Amnesty International a vigoureusement condamné ce lundi 28 avril 2003 la décision du gouvernement britannique de renvoyer de force vers l’Afghanistan un groupe de demandeurs d’asile dont les dossiers ont été rejetés par les autorités britanniques.

« Étant donné la complexité et le défi que représente leur retour en terme de durabilité, le calendrier des retours devrait être établi en fonction de normes tenant compte des droits humains », a déclaré l’organisation.

D’après les conclusions d’une mission d’Amnesty International en Afghanistan au mois d’avril, les conditions sont encore telles que l’on ne saurait inciter les Afghans à rentrer volontairement et encore moins les faire rentrer de force. La mission a noté un manque de cohérence au niveau de l’assistance, de la réintégration et des capacités à gérer le retour des réfugiés, aussi bien dans les zones urbaines que dans le reste du pays.

Elle a mis l’accent en particulier sur les graves problèmes qui se posent concernant la durabilité des retours, soulignant le déni persistant de droits économiques, sociaux et culturels ainsi que le sérieux manque de sécurité.

« Le manque de sécurité dans le pays, y compris à Kaboul, en dépit de la présence de la Force internationale d’assistance à la sécurité (ISAF), reste un problème grave. C’est particulièrement le cas à Kaboul ouest où de nombreux réfugiés s’installent et où la Force internationale d’assistance à la sécurité est moins présente sur le terrain et a moins d’impact, a souligné Amnesty International.

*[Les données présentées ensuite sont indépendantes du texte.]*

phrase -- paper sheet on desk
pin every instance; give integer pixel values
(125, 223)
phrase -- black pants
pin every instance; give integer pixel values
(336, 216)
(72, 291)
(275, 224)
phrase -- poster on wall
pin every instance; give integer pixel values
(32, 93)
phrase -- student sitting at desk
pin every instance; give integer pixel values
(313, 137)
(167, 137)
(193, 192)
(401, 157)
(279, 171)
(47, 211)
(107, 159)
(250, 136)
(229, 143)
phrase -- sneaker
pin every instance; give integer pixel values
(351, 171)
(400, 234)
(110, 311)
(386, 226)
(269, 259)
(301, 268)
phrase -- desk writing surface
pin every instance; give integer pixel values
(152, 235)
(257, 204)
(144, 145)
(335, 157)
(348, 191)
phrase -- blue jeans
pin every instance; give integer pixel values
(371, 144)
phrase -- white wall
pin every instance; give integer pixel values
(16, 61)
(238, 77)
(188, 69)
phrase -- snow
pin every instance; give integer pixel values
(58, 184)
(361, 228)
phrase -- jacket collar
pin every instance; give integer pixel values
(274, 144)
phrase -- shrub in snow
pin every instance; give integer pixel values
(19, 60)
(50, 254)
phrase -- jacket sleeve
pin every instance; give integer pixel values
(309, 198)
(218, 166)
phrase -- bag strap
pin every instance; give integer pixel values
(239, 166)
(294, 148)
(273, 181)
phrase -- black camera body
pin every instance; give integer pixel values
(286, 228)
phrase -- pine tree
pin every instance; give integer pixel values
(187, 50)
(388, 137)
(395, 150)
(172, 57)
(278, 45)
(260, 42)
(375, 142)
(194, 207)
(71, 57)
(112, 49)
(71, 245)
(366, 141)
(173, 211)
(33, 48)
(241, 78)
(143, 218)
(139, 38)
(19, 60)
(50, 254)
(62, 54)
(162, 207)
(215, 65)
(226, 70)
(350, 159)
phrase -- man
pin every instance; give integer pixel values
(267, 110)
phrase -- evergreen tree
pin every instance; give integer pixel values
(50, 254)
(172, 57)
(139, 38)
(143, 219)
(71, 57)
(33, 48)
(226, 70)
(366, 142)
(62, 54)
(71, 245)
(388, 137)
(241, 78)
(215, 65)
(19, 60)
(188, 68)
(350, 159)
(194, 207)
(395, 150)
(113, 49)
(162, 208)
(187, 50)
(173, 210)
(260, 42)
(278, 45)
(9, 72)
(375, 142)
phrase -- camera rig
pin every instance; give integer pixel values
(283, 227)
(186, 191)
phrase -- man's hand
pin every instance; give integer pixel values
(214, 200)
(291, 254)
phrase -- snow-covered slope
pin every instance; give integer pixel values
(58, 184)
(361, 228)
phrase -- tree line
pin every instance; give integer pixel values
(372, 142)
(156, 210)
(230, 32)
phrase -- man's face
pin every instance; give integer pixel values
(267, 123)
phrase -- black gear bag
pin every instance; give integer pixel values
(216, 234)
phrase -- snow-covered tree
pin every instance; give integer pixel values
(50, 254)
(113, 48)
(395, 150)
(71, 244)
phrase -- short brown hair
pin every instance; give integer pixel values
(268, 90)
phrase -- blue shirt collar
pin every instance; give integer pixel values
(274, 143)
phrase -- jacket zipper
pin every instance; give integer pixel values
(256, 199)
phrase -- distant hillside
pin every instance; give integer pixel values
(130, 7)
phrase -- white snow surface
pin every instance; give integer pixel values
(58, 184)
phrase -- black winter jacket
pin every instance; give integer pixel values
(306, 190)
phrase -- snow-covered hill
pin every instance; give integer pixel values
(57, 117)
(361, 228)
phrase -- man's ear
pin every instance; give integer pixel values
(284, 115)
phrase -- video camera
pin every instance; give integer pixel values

L’Afghanistan n’est pas dans une situation d’après-guerre et il n’y a pas d’état de droit. »

L’organisation a également exprimé son inquiétude face à la suggestion selon laquelle le retour forcé de ce groupe de personnes aurait une valeur « symbolique ».

« Des retours à valeur « symbolique » sont dangereux, parce qu’ils sont motivés par la perception qu’en aura le public plutôt que par une évaluation sereine et objective de la réalité sur le terrain, a déclaré l’organisation.

« Au lieu d’insister pour des retours « symboliques », le gouvernement britannique devrait chercher à aider à la création de conditions de sécurité réelle en Afghanistan et à la constitution d’un véritable état de droit. »

Amnesty International maintient sa position de refus des retours non volontaires qui ne satisferaient pas à toutes les conditions de sécurité, de dignité et de respect des droits humains fondamentaux.

Amnesty International attend du gouvernement britannique qu’il fournisse des assurances concernant le respect des normes internationales en matière de droits humains lors du rapatriement des demandeurs d’asile et après leur arrivée en Afghanistan, en veillant à la mise en place d’un dispositif adéquat pour continuer à contrôler de manière effective que leurs droits fondamentaux sont respectés.